時間堂の話に戻ると、稽古のときに見たとき、チェーホフって笑えるんだなって思った、それは役者さんたちのリラックスの度合によるものでもあるのかもしれない。 やっぱり本番には緊張感があってそれは当たり前なのだけど、でも、あの、笑ってもいい感じが舞台でも出たら、もっともっと面白くなるんだろうと思った。 それは「笑わせる」っていうことじゃなくて、柔らかさ、に近い気がする。 でも本番では役者さんたちはみんな、役以外のときには、無機的な物体を演じているわけで、そう言う意味ではやわらかさからは一番遠くて、そのへんですごく難しいんだと思うんだけど、でもきっと本番直前まで流れているものはやわらかさと思うから、それがなんとかにじんだらいいなとか、思う。 あと、私はやっぱり、稽古から見せてもらっていたから、役者さんたちの見分けがつくし、あと、ロシアの人の名前が実際の名前と愛称でずいぶん変わることも知っていたから、誰と誰が同一人物かを瞬時に把握することができたのだけど、もしかしたら予備知識がないとずいぶん混乱してしまうものだったのかもしれない。 その辺りがもうすこしお客さんとの間で共有できるといいのかもしれないなと思った。サモワールが何かとか時代背景とかは充分想像で補えるし、わからなくたっていいのかもと思うけど、登場人物が把握できないのは、結構しんどいなと思う。 あと、以前シェイクスピアを見たときも思ったのだけど、複雑な話って前半は役と役との関係性の説明ばかりで、退屈だったり、ともすると睡魔に襲われたりもする、それは脚本レベルでそういうふうにできてるんだと思う。でも前半を乗り越えて関係性を理解すると、後半は一気に話が動いて、あっという間に時間が過ぎるし、おもしろい。一番いいのは全編楽しめる事だけど、たとえ、脚本世界にたいする事前情報の無さとかで、前半が退屈に思えても、それを踏まえての後半は引き込まれるんだと思う。だから休憩ありの古典作品で前半のみで帰っちゃうっていうのは、本当にもったいないんだ。 前半だけで帰ってしまったら、前半の時間は無駄になってしまうけど、実は最後まで見たら無駄じゃなかったってことも、あると思う。 だから、もう残り少ないけど、これから時間堂の三人姉妹を見る方には、どうか、前半が万が一肌に合わないと思っても、最後まで見て欲しいです。最後まで見て判断しても全然遅くないんだと思います。

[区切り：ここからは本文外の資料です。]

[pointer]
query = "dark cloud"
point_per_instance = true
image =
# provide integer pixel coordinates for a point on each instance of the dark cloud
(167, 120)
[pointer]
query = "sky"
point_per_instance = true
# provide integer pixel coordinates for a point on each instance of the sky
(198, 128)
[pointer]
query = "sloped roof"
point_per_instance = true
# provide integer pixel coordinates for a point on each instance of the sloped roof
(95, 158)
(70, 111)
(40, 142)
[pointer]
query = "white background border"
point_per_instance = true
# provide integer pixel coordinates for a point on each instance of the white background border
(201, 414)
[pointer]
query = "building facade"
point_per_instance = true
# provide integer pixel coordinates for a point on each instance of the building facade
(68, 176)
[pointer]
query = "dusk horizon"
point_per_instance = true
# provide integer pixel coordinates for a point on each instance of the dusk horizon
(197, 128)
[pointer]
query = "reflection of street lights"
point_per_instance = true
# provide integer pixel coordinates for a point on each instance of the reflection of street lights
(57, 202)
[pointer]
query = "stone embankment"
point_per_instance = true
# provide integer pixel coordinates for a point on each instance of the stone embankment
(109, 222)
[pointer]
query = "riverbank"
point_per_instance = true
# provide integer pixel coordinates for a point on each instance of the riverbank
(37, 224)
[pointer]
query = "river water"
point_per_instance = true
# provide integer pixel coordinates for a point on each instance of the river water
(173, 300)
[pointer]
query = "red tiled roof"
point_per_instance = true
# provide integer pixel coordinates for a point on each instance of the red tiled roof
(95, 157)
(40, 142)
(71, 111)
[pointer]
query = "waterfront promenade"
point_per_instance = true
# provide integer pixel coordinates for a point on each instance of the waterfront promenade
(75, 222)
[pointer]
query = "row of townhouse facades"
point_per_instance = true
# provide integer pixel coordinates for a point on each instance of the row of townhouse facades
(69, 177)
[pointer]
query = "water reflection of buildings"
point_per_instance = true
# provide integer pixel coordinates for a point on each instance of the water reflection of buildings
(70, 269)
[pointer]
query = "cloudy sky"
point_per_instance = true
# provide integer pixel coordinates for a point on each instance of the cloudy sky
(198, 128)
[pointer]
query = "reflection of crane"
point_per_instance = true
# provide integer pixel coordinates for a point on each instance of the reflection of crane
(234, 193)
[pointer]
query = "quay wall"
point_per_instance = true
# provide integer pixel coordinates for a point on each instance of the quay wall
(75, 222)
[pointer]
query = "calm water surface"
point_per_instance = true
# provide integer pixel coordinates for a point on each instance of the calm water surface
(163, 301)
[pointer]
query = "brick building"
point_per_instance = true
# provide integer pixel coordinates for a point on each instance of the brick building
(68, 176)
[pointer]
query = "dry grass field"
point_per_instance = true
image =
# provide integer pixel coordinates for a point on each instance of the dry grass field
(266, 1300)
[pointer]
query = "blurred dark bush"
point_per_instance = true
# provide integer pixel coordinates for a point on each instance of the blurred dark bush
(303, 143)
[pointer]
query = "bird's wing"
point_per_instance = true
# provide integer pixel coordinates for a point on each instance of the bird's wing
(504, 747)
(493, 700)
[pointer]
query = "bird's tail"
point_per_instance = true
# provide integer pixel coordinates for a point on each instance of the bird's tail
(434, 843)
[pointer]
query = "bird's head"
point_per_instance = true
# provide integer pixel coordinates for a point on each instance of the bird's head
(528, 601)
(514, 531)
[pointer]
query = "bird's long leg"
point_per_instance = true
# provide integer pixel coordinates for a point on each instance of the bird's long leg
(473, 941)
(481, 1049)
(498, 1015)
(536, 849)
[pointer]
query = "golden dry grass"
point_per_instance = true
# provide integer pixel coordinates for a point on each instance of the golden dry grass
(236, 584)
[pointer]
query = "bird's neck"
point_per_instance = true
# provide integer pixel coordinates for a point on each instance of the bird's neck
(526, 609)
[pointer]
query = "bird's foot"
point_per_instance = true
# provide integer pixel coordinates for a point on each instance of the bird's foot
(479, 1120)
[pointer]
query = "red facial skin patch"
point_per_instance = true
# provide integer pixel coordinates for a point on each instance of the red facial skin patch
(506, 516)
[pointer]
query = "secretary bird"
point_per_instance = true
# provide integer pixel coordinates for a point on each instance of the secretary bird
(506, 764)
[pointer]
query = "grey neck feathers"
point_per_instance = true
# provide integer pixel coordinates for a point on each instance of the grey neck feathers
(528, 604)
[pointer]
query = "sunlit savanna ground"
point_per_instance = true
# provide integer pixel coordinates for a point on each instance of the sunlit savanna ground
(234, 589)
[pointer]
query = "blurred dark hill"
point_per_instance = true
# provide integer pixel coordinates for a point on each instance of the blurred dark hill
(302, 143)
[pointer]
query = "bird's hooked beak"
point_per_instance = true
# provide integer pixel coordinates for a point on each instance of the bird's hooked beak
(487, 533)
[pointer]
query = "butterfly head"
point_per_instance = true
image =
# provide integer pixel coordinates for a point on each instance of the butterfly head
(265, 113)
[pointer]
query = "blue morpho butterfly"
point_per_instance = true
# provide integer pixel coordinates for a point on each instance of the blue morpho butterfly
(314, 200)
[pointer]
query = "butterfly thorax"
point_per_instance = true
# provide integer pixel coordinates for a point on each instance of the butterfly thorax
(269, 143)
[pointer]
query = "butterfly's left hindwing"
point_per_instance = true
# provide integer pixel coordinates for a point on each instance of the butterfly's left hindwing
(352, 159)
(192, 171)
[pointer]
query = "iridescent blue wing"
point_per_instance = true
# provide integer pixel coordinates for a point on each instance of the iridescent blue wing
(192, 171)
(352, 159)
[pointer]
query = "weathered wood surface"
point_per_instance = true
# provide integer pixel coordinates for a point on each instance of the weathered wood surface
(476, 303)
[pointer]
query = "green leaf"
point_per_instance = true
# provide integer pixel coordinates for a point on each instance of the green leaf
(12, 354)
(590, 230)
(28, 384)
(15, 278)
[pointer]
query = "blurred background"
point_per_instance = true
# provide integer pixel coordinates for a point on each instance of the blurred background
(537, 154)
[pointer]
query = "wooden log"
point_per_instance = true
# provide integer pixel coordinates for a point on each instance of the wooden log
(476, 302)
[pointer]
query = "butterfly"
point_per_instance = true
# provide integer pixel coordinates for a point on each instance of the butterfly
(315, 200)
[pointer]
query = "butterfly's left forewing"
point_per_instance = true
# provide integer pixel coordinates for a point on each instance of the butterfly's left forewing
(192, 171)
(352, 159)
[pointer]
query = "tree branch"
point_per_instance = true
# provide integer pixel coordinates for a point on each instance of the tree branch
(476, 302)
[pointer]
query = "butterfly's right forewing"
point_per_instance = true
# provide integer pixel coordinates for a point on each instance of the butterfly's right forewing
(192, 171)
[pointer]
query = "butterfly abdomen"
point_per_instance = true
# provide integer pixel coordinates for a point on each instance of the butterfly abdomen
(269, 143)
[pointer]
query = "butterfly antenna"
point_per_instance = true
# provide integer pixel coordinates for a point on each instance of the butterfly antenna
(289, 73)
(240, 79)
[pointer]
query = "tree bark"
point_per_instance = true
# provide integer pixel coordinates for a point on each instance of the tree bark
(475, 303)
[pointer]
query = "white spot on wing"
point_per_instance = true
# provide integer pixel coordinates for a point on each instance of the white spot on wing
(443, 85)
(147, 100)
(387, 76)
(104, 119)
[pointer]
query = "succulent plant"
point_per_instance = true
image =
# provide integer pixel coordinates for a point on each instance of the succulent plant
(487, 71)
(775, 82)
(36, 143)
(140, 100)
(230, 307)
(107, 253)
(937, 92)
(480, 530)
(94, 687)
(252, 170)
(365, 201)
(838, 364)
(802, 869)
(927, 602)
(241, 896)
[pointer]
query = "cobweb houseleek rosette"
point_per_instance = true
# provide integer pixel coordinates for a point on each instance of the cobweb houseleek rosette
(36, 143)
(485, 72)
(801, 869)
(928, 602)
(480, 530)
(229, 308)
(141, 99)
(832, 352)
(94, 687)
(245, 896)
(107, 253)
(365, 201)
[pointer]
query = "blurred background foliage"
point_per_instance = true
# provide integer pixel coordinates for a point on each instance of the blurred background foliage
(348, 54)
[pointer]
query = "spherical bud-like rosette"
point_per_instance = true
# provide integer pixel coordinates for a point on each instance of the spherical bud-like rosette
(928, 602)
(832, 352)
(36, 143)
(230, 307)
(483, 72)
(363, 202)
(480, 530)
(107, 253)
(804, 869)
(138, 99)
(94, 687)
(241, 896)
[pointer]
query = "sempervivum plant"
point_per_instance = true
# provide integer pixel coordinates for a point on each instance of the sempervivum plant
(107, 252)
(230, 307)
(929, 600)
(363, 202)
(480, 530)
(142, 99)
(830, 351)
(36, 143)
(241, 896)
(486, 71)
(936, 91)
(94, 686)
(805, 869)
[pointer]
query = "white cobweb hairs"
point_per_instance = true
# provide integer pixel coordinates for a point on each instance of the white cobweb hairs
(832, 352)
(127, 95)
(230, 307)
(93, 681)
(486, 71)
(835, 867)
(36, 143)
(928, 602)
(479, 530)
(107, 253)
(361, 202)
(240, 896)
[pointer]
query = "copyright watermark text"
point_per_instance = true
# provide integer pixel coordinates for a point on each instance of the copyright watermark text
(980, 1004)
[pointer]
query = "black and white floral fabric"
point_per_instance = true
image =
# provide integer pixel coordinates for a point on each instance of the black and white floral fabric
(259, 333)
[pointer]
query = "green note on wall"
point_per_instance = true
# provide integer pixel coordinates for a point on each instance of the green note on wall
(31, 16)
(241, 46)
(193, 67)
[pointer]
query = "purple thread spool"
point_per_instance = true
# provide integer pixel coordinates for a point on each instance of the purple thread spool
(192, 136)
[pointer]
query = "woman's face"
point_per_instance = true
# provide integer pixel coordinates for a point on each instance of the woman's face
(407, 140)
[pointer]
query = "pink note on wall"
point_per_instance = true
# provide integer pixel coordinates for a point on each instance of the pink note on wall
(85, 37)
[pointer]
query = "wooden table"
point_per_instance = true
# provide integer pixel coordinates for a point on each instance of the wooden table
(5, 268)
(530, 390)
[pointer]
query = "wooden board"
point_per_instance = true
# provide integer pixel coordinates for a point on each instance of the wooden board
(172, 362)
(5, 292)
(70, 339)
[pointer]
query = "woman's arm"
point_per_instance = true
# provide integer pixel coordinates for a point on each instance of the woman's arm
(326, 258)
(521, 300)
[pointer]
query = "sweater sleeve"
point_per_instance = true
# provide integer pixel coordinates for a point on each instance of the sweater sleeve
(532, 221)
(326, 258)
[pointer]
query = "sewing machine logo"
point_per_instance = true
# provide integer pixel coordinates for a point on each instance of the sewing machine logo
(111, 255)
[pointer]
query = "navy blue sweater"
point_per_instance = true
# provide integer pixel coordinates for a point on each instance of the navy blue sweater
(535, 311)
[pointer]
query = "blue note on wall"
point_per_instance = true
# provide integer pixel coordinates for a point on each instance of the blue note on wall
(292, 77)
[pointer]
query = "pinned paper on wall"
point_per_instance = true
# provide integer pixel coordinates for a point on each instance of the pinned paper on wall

何度見ても、というか、見れば見るほどに新しい発見があるから、何度でも身にいきたくなってしまう。 脚本の強度と、作り手の姿勢。 きっと、この先チェーホフをみることがあっても、こういう作り方にはなかなか遭遇しないだろうから、みられるだけみておきたくなる。 しかも、毎日芝居が変化しているから、見れば見るほど、面白いです。 自分もがんばろうと思える。 いろんなものにもっともっと触れていきたいと思える。 もっともっとひらいて、吸収していきたいと思える。 お芝居って、やっぱり、すごいや。